Katie forgot her own grievance in wondering about those girls who had waited for the Osborne car to pass.
She knew where Miss Osborne was going, where and how she lived; she was wondering where the girls not enjoying the breeze always to be found in motoring were going, what they would do when they got there, and what they thought of the efforts to help them "manage better" on their dollar or less a day.
It made her rise and return to Ann.
Ann, too, was looking across the river at the girls who had given Miss Osborne right of way. Two very red spots burned in Ann's cheeks and her eyes, also, were feverish.
"I suppose I shouldn't have spoken that way to your friend," she began, but less contritely than defiantly.
Katie flushed. She had been prepared to understand and be kind. But she was not equal to being scoffed at, she who had been so embarrassed—and betrayed.
"It was certainly not very good form," she said coolly.
"And of course that's all that matters," said Ann shrilly. "It's just good form that matters—not the truth."
"Oh I don't see that you achieved any great thing for the truth, Ann.
Anyhow, rudeness is no less rude when called truth."
"I am not giving the garden party, Ann," said Katie long-sufferingly. "I was doing nothing more than being civil to a guest—against rather heavy odds."
"You were pretending to think it was lovely. But of course that's good form!"
Her perilously bright eyes had so much the look of an animal pushed into a corner that Katie changed. "Come, Ann dear, let's not quarrel with each other just because it has been a disagreeable day, or because Caroline Osborne may have a mistaken idea of doing good—and I a mistaken idea of being pleasant. I promised Worth a little spin on the river before dinner. You'll come? It will be cooling."

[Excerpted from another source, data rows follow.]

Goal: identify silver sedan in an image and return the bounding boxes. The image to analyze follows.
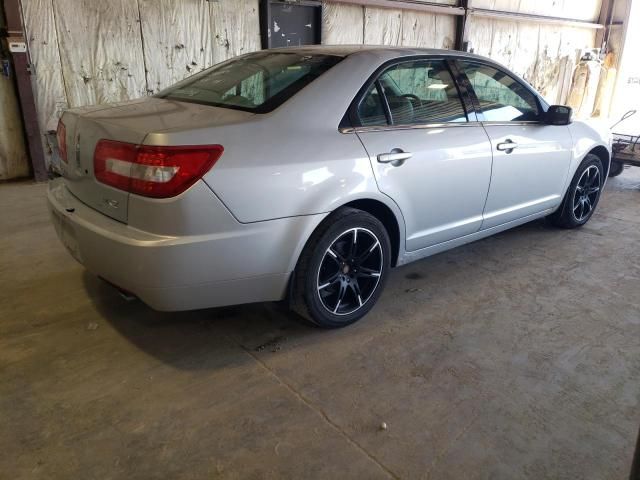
[48,46,610,327]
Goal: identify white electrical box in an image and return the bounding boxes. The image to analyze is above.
[9,40,27,53]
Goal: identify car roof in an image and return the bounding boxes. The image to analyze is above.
[270,45,489,61]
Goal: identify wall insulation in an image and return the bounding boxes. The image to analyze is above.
[0,1,29,180]
[22,0,260,144]
[16,0,601,175]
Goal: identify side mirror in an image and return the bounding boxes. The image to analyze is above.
[544,105,573,125]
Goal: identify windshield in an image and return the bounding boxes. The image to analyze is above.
[157,51,342,113]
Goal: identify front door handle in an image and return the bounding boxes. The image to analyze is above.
[378,148,413,167]
[496,139,518,153]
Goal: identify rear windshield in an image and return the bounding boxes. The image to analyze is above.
[157,51,342,113]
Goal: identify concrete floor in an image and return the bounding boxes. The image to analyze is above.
[0,169,640,480]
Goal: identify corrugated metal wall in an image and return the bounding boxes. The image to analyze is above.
[0,0,601,178]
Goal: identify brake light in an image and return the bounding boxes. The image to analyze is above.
[56,120,69,163]
[93,140,224,198]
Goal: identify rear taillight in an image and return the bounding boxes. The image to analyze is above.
[56,120,69,163]
[93,140,224,198]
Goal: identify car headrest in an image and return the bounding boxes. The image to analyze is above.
[388,97,413,125]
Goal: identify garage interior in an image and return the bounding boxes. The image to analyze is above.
[0,0,640,479]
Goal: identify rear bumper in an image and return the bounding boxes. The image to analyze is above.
[48,179,324,311]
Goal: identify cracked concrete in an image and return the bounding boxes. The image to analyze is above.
[0,169,640,479]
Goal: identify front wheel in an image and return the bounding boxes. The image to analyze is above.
[549,154,604,228]
[291,208,391,328]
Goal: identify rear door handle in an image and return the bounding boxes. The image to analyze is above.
[378,148,413,167]
[496,140,518,153]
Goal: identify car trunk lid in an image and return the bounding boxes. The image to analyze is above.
[57,98,253,223]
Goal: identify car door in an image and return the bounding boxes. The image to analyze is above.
[457,60,573,229]
[351,58,491,251]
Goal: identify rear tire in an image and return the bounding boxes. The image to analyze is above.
[609,160,624,177]
[291,208,391,328]
[548,153,604,228]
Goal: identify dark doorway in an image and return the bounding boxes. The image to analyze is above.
[260,0,322,48]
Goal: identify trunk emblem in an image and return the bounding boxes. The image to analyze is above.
[104,198,120,209]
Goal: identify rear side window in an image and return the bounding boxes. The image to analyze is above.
[157,51,342,113]
[460,61,539,122]
[358,83,387,127]
[358,60,467,126]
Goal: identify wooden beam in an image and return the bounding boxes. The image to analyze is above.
[469,8,604,29]
[0,0,48,182]
[327,0,465,15]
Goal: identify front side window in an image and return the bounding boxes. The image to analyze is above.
[460,61,539,122]
[358,60,467,125]
[158,51,342,113]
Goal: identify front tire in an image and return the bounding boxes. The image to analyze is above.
[291,208,391,328]
[549,153,604,228]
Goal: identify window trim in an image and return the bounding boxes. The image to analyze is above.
[452,57,549,126]
[339,55,479,133]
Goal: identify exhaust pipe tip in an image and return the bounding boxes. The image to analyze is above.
[99,277,138,302]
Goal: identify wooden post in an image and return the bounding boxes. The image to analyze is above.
[4,0,48,182]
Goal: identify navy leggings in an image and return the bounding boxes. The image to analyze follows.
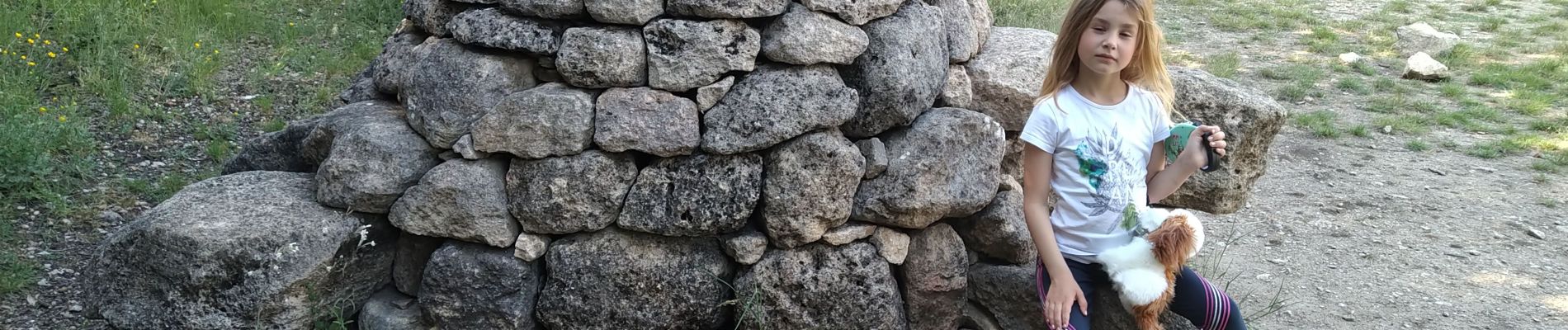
[1035,260,1247,330]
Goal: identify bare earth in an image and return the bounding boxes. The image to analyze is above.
[0,0,1568,328]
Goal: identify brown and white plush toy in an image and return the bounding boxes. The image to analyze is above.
[1099,208,1202,330]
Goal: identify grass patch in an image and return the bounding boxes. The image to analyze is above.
[1383,0,1415,14]
[1294,110,1339,138]
[1363,94,1438,114]
[1348,124,1372,138]
[991,0,1071,33]
[1481,16,1509,33]
[1306,26,1345,53]
[1435,42,1481,68]
[1209,0,1322,31]
[1372,114,1432,134]
[1334,78,1372,96]
[1202,52,1242,78]
[1438,82,1466,100]
[1465,133,1563,159]
[1502,91,1559,116]
[1529,117,1568,133]
[1405,139,1432,152]
[0,0,403,295]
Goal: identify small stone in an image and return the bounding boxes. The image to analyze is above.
[99,211,125,224]
[725,230,768,264]
[451,134,489,161]
[697,75,735,112]
[1404,52,1449,82]
[762,0,871,66]
[555,26,648,87]
[1394,22,1460,56]
[871,227,909,264]
[1339,53,1361,64]
[500,0,588,19]
[855,138,887,180]
[643,18,755,92]
[583,0,665,25]
[822,222,876,246]
[512,233,550,262]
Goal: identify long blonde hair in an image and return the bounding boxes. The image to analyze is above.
[1037,0,1176,117]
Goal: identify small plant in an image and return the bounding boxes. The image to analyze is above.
[1204,52,1242,78]
[1350,125,1372,138]
[1481,16,1509,33]
[1438,82,1465,100]
[1405,139,1432,152]
[1295,110,1339,139]
[1334,78,1372,96]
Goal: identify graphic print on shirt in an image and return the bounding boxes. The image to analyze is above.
[1073,127,1143,233]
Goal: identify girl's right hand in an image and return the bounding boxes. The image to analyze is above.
[1046,277,1089,330]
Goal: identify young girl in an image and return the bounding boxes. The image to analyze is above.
[1021,0,1247,330]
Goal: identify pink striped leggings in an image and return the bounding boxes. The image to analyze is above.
[1035,260,1247,330]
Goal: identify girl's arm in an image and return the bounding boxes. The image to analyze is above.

"My head aches," said Ann, but the tension of her voice broke on a sob. "If you don't mind—I'll stay here." She looked up at her in a way which remotely suggested the look of that little dog the day before, "Katie, I don't mean you. When I say things like that—I don't mean you. I mean—I suppose I mean—the things back of you. All those things—"
She stopped, but Katie did not speak. "You see," said Ann, "there are two worlds, and you and I are in different ones."
"I don't believe in two worlds," said Katie promptly. "It's not a democratic view of things. It's all one world."
"Your Miss Osborne and the fifty cents a day girls—all one world? I am afraid," laughed Ann tremulously, "that even the 'underlying principles of life' would have a hard time making them one."